How to write an email to your tutor — quick guide

Short, formal, and useful. Copy the template below and adapt it.

Key rules (read first)

  • Start politely: use Dear <Name> or Dear Professor. Do not start with "Hey" or omit a greeting.
  • Skip unnecessary formalities: phrases like "I hope you are well" or "I hope this e-mail finds you well" are not needed — get to the point.
  • Check the website first: look for the answer on the course homepage before emailing. We will assume that you did.
  • State your problem clearly: include what you tried, where you checked, and the exact issue (error messages, links, filenames, dates, etc.), you can attach files if needed.
  • Use a clear subject line: e.g. question about assignment 3 (deadline clarification).
  • Use our Cprog portal to send messages: do not use Teams, work-mail, or personal addresses (except for the lecturer for problems need to be sesolved immadiately). We will reply through the portal.
  • Signature matters: the name you provide will be used in our reply. If you give your full name we will likely use it; if you give only a nickname we will use that. (it is not a porblem) You also can use the our signature, e.g. the lecturer will sign as Márton, so you can start your answer Dear Márton
  • Formal but concise: write formally (no too much slang), but avoid decorative sentences — present facts and relevant context.

Recommended structure (5 lines)

  1. Greeting: Dear <Title and name / Professor>.
  2. One sentence: state the purpose of the message (question / request / problem).
  3. One or two sentences: what you checked and what you tried.
  4. One sentence: exactly what you need from tutor (deadline extension? clarification? meeting?).
  5. Signature: your full name as you want to be addressed.

Short template (copy, edit, paste)

Fill the parts in brackets, remove the guidance text, and send via the Cprog portal.
Dear Professor <Last Name>,

I am writing about <short statement of the problem or question>.

I have checked <course homepage / assignment page / Stack overflow> and tried <what you tried> but the issue remains: <specific error or unclear point>.
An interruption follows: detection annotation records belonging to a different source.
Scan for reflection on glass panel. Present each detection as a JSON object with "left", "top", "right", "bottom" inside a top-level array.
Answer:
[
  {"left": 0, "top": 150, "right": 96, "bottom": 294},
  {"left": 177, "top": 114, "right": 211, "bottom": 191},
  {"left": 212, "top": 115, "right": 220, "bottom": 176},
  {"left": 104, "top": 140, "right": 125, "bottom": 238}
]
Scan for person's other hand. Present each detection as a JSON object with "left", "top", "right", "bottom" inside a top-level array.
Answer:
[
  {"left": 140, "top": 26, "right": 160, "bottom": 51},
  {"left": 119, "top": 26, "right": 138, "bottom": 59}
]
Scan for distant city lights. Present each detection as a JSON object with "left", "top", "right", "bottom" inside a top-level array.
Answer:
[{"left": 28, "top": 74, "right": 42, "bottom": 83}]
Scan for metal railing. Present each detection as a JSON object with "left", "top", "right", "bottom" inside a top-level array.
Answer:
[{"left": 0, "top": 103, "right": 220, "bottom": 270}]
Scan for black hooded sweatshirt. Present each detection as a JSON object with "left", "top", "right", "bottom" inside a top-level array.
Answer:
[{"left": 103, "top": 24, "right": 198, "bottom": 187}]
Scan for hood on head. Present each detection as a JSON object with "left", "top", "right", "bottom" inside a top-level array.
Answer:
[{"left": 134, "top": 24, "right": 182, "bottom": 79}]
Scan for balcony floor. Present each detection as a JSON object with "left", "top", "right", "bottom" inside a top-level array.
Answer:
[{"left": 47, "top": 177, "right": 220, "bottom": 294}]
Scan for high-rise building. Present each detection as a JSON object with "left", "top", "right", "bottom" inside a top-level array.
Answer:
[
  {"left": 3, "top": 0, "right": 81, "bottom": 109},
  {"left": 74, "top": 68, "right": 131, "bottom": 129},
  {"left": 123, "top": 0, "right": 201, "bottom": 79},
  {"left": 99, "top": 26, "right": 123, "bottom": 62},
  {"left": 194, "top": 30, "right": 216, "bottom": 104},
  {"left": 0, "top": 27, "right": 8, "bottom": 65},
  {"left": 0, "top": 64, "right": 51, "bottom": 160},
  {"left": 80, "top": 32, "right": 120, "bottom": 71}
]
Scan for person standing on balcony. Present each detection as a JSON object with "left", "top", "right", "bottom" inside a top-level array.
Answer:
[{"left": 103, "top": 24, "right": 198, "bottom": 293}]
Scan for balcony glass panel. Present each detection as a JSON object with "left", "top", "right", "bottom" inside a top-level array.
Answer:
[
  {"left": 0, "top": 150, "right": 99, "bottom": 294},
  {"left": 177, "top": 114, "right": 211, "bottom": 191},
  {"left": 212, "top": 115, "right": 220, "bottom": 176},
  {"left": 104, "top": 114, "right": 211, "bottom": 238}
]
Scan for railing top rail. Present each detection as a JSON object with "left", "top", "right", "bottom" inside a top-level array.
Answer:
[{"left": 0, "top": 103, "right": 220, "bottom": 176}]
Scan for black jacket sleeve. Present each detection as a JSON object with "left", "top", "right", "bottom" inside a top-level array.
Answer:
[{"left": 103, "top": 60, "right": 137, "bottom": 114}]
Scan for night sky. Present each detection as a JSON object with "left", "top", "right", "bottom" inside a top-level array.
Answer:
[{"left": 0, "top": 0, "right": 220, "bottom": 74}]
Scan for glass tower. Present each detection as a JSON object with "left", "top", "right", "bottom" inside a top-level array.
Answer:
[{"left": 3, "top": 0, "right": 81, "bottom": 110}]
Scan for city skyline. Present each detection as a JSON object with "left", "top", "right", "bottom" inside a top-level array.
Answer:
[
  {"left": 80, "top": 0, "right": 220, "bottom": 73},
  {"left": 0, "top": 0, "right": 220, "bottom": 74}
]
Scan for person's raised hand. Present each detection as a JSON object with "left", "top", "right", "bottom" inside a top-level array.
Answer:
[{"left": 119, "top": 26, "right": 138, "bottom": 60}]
Could you please <what you need from them (e.g. clarify, extend deadline, confirm submission)?>

Best regards,
<Your full name> 

AI prompt for drafting emails

Students who prefer to use AI tools (such as ChatGPT) can copy this prompt and fill in the missing parts. It will generate a short, professional, and useful email:

Write a short, clear, and formal email to my programming tutor.
The email should:
- Start with "Dear Professor <Last name>".
- Skip greetings like "I hope you are well".
- Explain my specific issue with assignment X (error message, unclear instruction, deadline, etc.).
- Mention what I already tried (checked homepage/FAQ, re-read assignment, tried code).
- End with "Best regards, <my full name>".

Make the email professional but not overly formal. Keep it under 8 lines.

Before you send checklist

  • ✅ Did you check the homepage first?
  • ✅ Did you include the assignment number, file name, or error message?
  • ✅ Did you provide your signature with the name you want to be addressed by?
  • ✅ Did you use the Cprog portal, not Teams, work mail, or personal email?
  • ✅ Did you write a clear subject line: [CourseCode] — Assignment # — Topic?